Bilinç Sarkacı
Kur'an ı Kerim de Firavun ile ilgili bir ayette onun müsriflerden olduğu yazar. İnsan ister istemez soruyor "acaba Firavun çok fazla ekmek israfı yaptığı için mi helak oldu?" yok yok öyle değil.
Algı dünyamızda nedense "israf" kelimesi yani "müsriflik" eylemi nedense hep "yemeği, ekmeği çöpe atma" veya"dededen, babadan kalma tarlaları satıp barda pavyonda yeme" olarak yer etmiş. Dün akşam arkadaşlarla oturduk bu konuyu konuştuk. Erdem kardeş bu konuyu bize anlatacaktı ve bende onu bu yanlış algımız üzerinden sıkıştıracaktım. Hazırlanmıştım, "bak işin doğrusu öyle değil böyle" diye hava da kasıcaktım, tüh hevesim kursağımda kaldı. Allah razı olsun konuya iyi hazırlanmış ve o da konuya "Firavunun israf edenlerden oluşundan" girince mesele daha bi yerli yerine oturdu. Hatta "ben bu konuya girmeden evvel meselenin bu kadar geniş kapsamlı olduğunu düşünmemiştim" diyerek de şaşkınlığını dile getirdi.

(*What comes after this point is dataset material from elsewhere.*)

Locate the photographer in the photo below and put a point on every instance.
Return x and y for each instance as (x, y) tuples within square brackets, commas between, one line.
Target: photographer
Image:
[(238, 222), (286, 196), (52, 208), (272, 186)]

Konuya dönecek olursak Kur'an-ı Kerim de "israf" kelimesi, "müsriflik" eylemi üç ana başlık altında toplanabilecek şekilde işlenmiş.
Birincisi; Allah'a muhalefet etme yoluyla haddi aşmak.
İkincisi; İnsan fıtratına ve sosyal yapıya muhalefet etme yoluyla haddi aşma.
Üçüncüsü ise Sünnetullaha yani kainattaki kozmik uyuma muhalefet etme yoluyla haddi aşmak.
Bu üç anlamda da "haddi aşmak" anlamında kullanılan israf, "sınırı aşmak, ölçüyü kaçırmak, dengeyi bozmak" olarak özetlenebilir. Bu durumda ortaya çıkan durum "ifsad" yeryüzünde Allah'ın daima tarafı olduğu bir kavganın da diğer tarafı. "Onlara yeryüzünde bozgunculuk çıkarmayın" ayetinde haddi aşarak ve üstelik bunu "ıslah ediyoruz" maskesiyle yapanların asıl müsrifler olduğunu anlıyoruz.
Kur'an bu bağlamda; Yunus Suresi 83. ayette; "Firavun ve onun seçkinler çevresi kendilerine zulmeder korkusuyla (başkaları geri dururken) kavminden ancak birkaç kişi Musa'ya olan inançlarını açıkladılar: çünkü Firavun ülkede gerçekten de nüfuz ve iktidar sahibiydi, ve üstelik ölçüsüz, acımasız biriydi." der. Firavunun ekmek israfı yüzünden değil yeryüzünde bozgunculuk çıkardığı, insanlığı sömürdüğü için haddi aştığı, ifsadın bir neticesi olarak müsriflerden olduğu anlaşılıyor. Birinci anlamda Allah'a muhalefet etmenin en güzel örneği bu ayette açıkça görülüyor. Yine Şuara Suresi 150-151 de "Öyleyse, artık Allah'tan yana bilinç ve duyarlık gösterin ve bana itaat edin, ölçüyü aşanların sözüne uymayın" der. Yunus 19. Ayette ise (Elçiler) şöyle cevap verdiler: "Kaderiniz, iyi de kötü de olsa, sizinle birlikte (olacak)tır! (Hakikati) can kulağıyla dinlemeniz isteniyorsa (bu sizce kötü bir şey mi?) Hayır, fakat siz kendinize yazık etmiş bir toplumsunuz!"der. Yine ayet aynı kelime ile biter "musrifun". Allah'ın yeryüzünde barış ve adalet olsun istediği ölçüyü aşmanın belli ki bir standardı var. Elçilere kulak vermemek, kibir nedeniyle sosyal düzeni bozmak, kan dökmek, adaleti zedelemek, hukuk tanımamak.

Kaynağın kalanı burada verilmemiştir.